Сразу после чаепития, которое обошлось мне в кругленькую сумму, но — vae victis , горе побежденным! — я попрощался с сестренкой и ее подружкой и отправился искать Рёдзанпаку. Здесь просто обязано быть Рёдзанпаку, не так ли? Потому я вбил в поисковик запрос по адресам школ и секций единоборств поблизости и наметил себе маршрут.
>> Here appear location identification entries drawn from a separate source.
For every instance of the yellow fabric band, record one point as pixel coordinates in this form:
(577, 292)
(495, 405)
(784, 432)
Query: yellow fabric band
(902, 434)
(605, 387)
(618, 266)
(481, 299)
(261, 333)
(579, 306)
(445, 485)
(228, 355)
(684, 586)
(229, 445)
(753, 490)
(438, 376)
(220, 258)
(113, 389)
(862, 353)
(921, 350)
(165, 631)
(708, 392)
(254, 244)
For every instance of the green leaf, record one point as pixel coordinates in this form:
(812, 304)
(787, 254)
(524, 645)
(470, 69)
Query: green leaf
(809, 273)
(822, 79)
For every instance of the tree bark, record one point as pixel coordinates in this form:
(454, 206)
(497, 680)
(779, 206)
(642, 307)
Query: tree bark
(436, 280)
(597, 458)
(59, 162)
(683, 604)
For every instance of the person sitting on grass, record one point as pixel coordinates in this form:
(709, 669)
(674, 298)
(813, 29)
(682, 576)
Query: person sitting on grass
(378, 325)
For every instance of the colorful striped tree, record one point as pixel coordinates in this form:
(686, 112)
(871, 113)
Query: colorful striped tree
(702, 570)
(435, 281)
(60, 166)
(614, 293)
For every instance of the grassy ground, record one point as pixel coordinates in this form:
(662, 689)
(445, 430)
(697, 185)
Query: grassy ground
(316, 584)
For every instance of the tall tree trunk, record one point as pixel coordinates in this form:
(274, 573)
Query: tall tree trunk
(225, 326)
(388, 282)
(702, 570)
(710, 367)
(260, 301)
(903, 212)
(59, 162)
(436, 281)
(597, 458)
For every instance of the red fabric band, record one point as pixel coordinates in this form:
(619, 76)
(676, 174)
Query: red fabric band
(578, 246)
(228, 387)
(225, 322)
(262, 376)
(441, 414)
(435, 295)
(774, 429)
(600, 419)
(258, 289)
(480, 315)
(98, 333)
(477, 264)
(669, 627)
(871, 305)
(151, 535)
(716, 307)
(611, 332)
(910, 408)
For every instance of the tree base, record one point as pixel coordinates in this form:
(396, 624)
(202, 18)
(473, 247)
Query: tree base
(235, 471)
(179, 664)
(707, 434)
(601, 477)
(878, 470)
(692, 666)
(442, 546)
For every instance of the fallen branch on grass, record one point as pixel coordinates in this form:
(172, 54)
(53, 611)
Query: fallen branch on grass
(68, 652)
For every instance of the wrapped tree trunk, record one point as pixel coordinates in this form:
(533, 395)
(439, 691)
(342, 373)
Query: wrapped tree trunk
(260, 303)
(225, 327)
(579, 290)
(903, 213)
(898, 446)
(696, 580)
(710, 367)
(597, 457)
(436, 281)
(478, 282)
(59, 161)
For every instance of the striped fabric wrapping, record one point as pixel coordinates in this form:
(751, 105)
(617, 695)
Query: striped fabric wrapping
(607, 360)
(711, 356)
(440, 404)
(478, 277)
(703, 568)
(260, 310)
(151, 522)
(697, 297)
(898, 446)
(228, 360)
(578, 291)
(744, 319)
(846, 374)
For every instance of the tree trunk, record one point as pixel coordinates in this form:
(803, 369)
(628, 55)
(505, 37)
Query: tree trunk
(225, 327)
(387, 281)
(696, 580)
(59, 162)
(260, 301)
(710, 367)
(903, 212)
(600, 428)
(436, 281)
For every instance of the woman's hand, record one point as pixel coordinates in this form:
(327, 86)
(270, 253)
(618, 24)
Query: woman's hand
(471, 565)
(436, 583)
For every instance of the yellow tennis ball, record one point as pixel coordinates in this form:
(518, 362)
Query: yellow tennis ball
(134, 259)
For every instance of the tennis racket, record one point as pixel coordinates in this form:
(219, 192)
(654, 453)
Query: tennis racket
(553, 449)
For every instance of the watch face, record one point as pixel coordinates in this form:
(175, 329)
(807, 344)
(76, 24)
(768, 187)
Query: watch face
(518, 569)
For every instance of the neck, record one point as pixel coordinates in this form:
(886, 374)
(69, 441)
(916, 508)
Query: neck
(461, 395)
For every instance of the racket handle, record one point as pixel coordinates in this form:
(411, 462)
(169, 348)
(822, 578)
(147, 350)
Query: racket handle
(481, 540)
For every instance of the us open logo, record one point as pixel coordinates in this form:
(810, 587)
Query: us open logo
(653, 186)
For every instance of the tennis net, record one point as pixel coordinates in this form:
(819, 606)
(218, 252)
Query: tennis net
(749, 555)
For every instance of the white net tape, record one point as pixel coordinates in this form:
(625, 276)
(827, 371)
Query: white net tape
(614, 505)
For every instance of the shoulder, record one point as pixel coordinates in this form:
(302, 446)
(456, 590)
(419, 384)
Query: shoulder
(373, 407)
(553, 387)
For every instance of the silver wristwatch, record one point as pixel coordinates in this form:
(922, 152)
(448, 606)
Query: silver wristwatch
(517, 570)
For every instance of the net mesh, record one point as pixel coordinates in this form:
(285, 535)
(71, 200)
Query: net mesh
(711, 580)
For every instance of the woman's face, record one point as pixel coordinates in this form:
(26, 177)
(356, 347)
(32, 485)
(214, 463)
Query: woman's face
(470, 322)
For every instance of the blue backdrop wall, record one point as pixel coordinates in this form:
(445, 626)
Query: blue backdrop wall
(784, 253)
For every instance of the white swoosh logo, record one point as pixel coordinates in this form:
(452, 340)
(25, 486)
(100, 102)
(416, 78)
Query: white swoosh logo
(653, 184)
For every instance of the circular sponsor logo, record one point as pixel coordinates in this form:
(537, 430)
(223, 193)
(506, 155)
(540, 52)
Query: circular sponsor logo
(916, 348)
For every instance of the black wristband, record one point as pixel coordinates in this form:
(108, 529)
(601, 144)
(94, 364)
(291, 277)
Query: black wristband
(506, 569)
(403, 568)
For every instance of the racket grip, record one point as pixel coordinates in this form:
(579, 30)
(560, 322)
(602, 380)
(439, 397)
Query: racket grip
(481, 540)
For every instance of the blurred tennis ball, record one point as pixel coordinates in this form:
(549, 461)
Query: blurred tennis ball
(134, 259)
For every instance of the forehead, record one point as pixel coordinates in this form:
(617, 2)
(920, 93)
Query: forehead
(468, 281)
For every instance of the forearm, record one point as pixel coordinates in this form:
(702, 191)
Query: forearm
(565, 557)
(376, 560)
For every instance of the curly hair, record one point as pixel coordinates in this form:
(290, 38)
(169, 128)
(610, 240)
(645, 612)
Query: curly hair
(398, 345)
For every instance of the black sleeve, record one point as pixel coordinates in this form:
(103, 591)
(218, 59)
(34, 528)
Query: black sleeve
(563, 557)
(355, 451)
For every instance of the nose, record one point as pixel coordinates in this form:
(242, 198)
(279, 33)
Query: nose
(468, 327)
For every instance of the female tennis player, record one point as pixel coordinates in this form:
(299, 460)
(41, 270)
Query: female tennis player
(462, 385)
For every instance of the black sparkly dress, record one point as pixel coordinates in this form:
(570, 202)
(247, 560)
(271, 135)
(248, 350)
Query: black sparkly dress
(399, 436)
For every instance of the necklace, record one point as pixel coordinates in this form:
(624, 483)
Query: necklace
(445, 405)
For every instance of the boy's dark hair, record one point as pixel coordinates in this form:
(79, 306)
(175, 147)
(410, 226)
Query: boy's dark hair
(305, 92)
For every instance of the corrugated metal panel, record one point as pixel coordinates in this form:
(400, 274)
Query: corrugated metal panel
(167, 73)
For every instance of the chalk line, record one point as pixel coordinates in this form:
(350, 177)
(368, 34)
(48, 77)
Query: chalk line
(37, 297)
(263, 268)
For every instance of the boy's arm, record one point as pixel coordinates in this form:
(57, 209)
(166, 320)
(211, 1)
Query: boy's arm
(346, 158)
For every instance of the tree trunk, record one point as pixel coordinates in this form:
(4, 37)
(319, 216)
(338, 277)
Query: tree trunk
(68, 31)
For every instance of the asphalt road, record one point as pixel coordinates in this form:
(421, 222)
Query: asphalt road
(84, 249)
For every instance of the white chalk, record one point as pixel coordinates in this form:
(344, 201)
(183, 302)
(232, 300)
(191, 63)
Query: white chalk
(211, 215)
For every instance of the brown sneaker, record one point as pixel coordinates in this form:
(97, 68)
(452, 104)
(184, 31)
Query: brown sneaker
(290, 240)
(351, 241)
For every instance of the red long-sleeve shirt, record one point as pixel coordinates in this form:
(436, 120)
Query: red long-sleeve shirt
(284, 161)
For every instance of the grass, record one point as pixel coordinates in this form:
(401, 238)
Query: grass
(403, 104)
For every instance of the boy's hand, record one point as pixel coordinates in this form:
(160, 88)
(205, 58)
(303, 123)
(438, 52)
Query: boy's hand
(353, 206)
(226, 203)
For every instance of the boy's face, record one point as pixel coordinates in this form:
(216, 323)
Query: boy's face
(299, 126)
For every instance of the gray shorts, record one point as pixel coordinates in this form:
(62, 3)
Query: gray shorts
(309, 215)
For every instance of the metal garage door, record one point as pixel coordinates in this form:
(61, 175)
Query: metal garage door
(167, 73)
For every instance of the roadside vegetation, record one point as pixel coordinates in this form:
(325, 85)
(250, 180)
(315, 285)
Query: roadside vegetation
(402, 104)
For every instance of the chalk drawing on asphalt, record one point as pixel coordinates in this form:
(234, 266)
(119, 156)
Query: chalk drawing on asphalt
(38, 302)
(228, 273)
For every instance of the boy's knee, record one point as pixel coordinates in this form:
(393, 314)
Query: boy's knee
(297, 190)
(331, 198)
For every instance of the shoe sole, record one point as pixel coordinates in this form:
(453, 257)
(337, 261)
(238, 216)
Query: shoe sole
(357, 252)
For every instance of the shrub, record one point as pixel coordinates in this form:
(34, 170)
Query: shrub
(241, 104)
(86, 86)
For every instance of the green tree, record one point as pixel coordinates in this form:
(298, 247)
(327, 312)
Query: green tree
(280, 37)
Рёдзанпаку я здесь не нашел. Зато побывал в парочке додзё, в которых все под традиционное каратэ или иные традиционные боевые искусства — там все серьезно, с портретами родоначальников стилей на чем-то вроде алтаря, лакированной табличкой с названием школы на кандзи над входом, с маленькими кривыми бонсаями в горшочках и катанами в ножнах, нунчаками, боккенами и саями, развешанными по стенам. Эти вот додзё я мысленно отмел сразу же, едва ступив на порог. И дело даже не в том, что полы заставят подметать, а в том, что из снарядов в таких вот додзё как правило только макивара, к которой тоже доступ заслужить надо. Мне нужен боксерский зал… можно с борцовским ковром. Или наоборот — борцовский зал с грушей? С такими мыслями я перешагнул порог спортивного зала с вывеской «Боксерская школа Иназавы». Одна стена у школы бокса была витринной, стеклянной, словно у парикмахерской или салона красоты. Внутри было чистенько и аккуратно, несмотря на выходные (или как раз благодаря им) — возле мешков, висящих у стены — работали четверо молодых парней. В центре стояли два ринга, на одном работала пара с тренером. Еще несколько тренирующихся — работали с тенью, у зеркала, отрабатывая удары и уклонения. То, что нужно, подумал и огляделся в поисках старшего. Тренера, администратора, кого-нибудь еще. Вдоль одной стены стояли лавочки, на лавочках лежали лапы, перчатки, бинты для кистей рук, стояли чьи-то бутылки с водой. Там же сидело несколько парней, лениво переговаривающихся между собой. На вид именно эти ребята в настоящую минуту ничем не были заняты, поэтому я подошел к ним, мысленно отметив, что сам Кента — никогда бы такого не сделал. Парни были крепкие, подтянутые, жилистые — за версту видно, что спортсмены. Один из них, загорелый, с крашенными в светлый цвет волосами и с какой-то серьгой в ухе — говорил что-то своим соседям негромким голосом, вызывая сдавленный смех.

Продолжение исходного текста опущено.